To fully utilize the information in the B-scan and en face images, we proposed a deep learning multiview fusion network (MVFN), which is composed of three subneural networks and a decision fusion module, as shown in
Figure 1. Three subnetworks are responsible for processing images from the fast-axis B-scan, slow-axis B-scan, and en face direction. In the two subnetworks for B-scans, images are processed sequentially, outputting a 1 × 8 probability vector for each image corresponding to the probability of eight classes: normal, DR, AMD, CSC, MH, RVO, EM, and RS. The two B-scan subnetworks processed all 448 B-scan images within a 3D scan, producing two decision vectors, each of size 448 × 8. The en face subnetwork takes the superficial, deep, and avascular slab images as a three-channel input and outputs a 1 × 8 probability vector. For each volume, after processing by the three subnetworks, we obtained one 1 × 8 en face decision vector and two 448 × 8 B-scan decision vectors. The three subnetworks can be based on any backbone commonly used in the field of computer vision, such as ResNet, ConvNext, or Swin Transformer. For demonstration purpose, we employed the ResNet-50 as the backbone for the three subnetworks to serve as a baseline.

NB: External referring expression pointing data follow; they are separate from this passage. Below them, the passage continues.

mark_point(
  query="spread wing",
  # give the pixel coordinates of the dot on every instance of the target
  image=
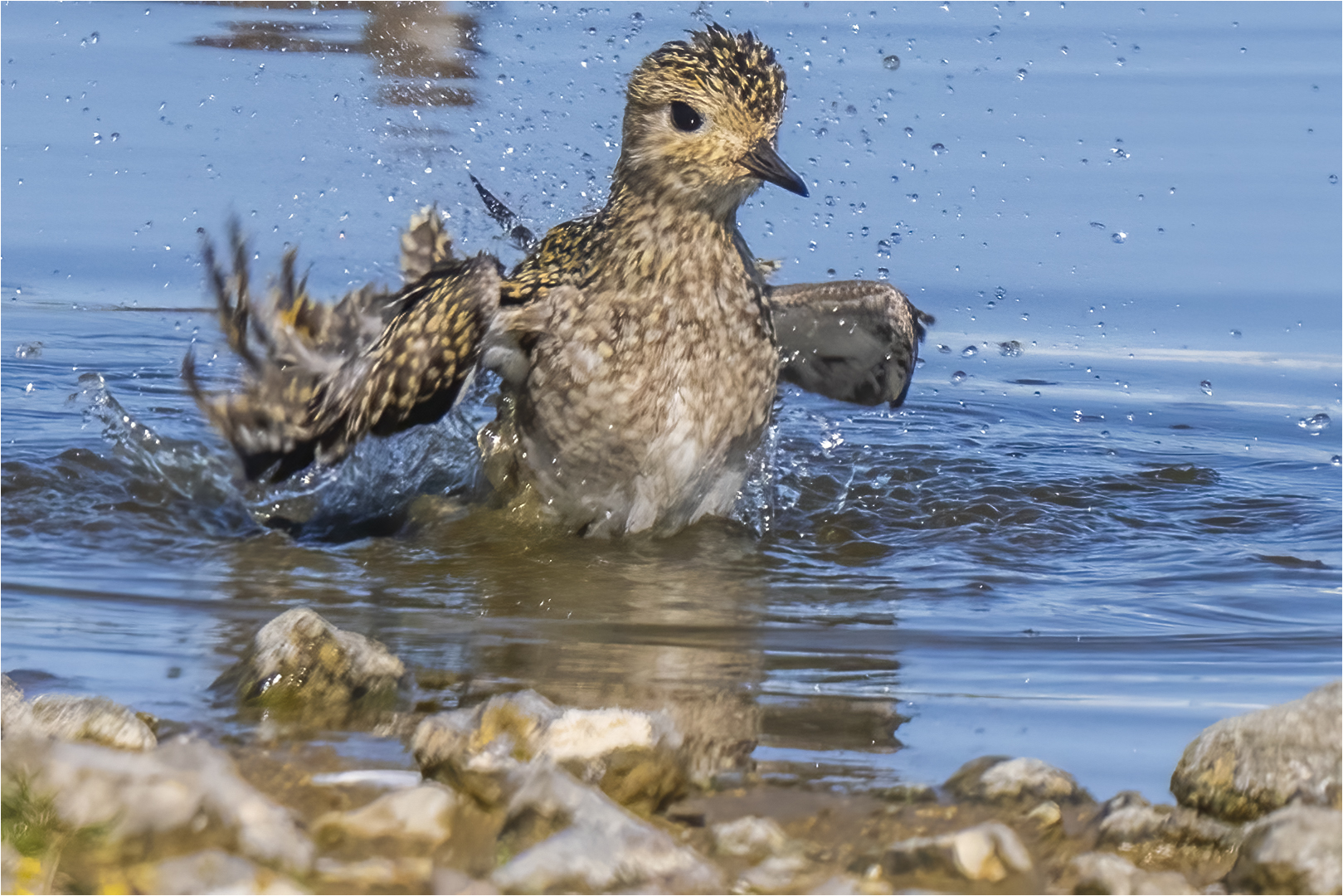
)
(319, 377)
(850, 340)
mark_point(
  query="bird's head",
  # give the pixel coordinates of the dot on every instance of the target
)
(703, 119)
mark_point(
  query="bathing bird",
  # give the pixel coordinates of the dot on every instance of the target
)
(638, 348)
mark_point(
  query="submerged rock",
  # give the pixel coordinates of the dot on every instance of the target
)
(421, 815)
(985, 852)
(211, 871)
(1297, 850)
(1248, 766)
(775, 874)
(750, 837)
(602, 848)
(1128, 818)
(1005, 779)
(74, 718)
(184, 794)
(304, 670)
(631, 755)
(1111, 874)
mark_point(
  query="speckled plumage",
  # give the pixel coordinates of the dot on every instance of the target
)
(637, 345)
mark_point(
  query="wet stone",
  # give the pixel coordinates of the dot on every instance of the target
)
(407, 872)
(1005, 779)
(987, 852)
(1247, 766)
(1111, 874)
(1135, 822)
(1047, 815)
(421, 815)
(74, 718)
(449, 881)
(1297, 850)
(631, 755)
(602, 846)
(304, 670)
(750, 837)
(211, 871)
(186, 796)
(775, 874)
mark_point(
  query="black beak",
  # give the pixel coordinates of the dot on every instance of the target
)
(765, 163)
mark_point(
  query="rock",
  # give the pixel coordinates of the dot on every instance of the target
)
(91, 719)
(751, 837)
(1248, 766)
(449, 881)
(304, 670)
(1110, 874)
(15, 712)
(184, 793)
(212, 871)
(1297, 850)
(1004, 779)
(602, 848)
(362, 876)
(1128, 818)
(631, 755)
(985, 852)
(774, 874)
(73, 718)
(1047, 815)
(422, 815)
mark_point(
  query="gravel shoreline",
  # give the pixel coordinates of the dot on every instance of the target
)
(518, 794)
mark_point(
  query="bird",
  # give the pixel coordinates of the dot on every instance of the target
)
(638, 348)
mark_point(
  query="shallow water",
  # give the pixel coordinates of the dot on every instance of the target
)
(1063, 546)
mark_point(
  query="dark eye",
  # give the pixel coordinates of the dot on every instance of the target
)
(684, 117)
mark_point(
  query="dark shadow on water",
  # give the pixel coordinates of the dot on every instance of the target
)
(418, 49)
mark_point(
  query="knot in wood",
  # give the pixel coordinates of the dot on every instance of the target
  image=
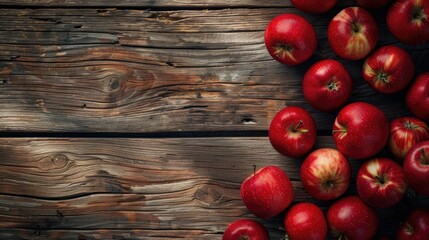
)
(60, 160)
(208, 195)
(114, 84)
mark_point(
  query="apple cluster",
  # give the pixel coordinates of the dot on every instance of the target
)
(360, 131)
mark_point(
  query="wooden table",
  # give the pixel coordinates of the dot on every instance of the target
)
(140, 119)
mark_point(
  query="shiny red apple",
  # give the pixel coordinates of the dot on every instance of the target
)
(416, 167)
(408, 21)
(353, 33)
(405, 132)
(290, 39)
(314, 6)
(415, 227)
(245, 229)
(293, 131)
(325, 174)
(417, 98)
(381, 182)
(327, 85)
(267, 192)
(360, 130)
(305, 221)
(350, 218)
(373, 3)
(389, 69)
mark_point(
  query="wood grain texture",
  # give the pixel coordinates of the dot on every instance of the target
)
(156, 3)
(116, 70)
(140, 188)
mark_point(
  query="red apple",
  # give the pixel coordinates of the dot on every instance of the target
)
(325, 174)
(290, 39)
(373, 3)
(360, 130)
(408, 21)
(245, 229)
(267, 192)
(381, 182)
(314, 6)
(350, 218)
(353, 33)
(405, 132)
(327, 85)
(305, 221)
(389, 69)
(293, 131)
(416, 167)
(415, 227)
(417, 98)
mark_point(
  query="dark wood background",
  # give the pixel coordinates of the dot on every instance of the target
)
(140, 119)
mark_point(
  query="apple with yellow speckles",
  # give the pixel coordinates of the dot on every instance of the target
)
(408, 21)
(314, 6)
(360, 130)
(293, 131)
(353, 33)
(389, 69)
(245, 229)
(405, 132)
(290, 39)
(267, 192)
(325, 174)
(381, 182)
(416, 167)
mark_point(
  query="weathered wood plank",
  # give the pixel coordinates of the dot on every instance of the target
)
(154, 3)
(56, 168)
(140, 188)
(79, 70)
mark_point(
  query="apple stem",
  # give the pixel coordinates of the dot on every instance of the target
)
(418, 14)
(297, 127)
(424, 157)
(356, 27)
(332, 86)
(382, 77)
(381, 179)
(410, 125)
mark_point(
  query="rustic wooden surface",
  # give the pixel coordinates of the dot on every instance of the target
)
(179, 95)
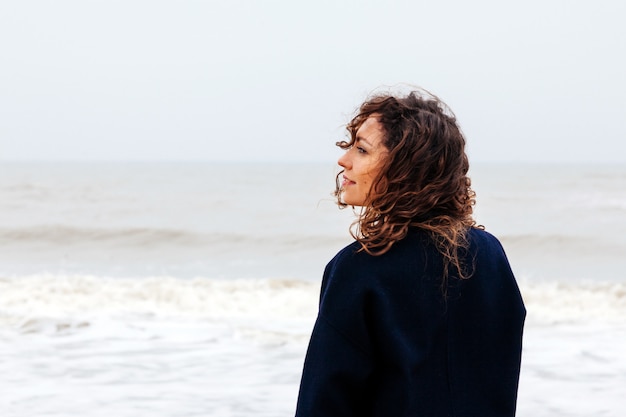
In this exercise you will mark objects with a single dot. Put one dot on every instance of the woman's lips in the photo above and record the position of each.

The decision fusion module is comprised of several steps. For the two B-scan decision vectors (448 × 8), we first performed a probability smoothing by applying a mean filter with kernel size of 3 to the vectors along the row (448) direction. The rationale behind the filtering is that a certain type of lesion would appear in consecutive slices, and the filtering can help to reduce interslice variance. After that, we performed pooling, which extracts the five largest probabilities among the 448 positions for the seven disease classes (DR, AMD, MH, CSC, RS, EM, and RVO) and the five smallest probabilities for the one normal class, forming a new B-scan decision vector of size 5 × 8 (7 disease classes + 1 normal class). We concatenated these two new decision vectors (fast-axis and slow-axis) with the en face decision vector (1 × 8) and obtained a (5 × 2 + 1) × 8 vector, which was finally input into a random forest model to obtain the final output vector of size 1 × 8, corresponding to the probability of different diseases. It should be noted that, in addition to random forest, other types of machine learning models can also be used.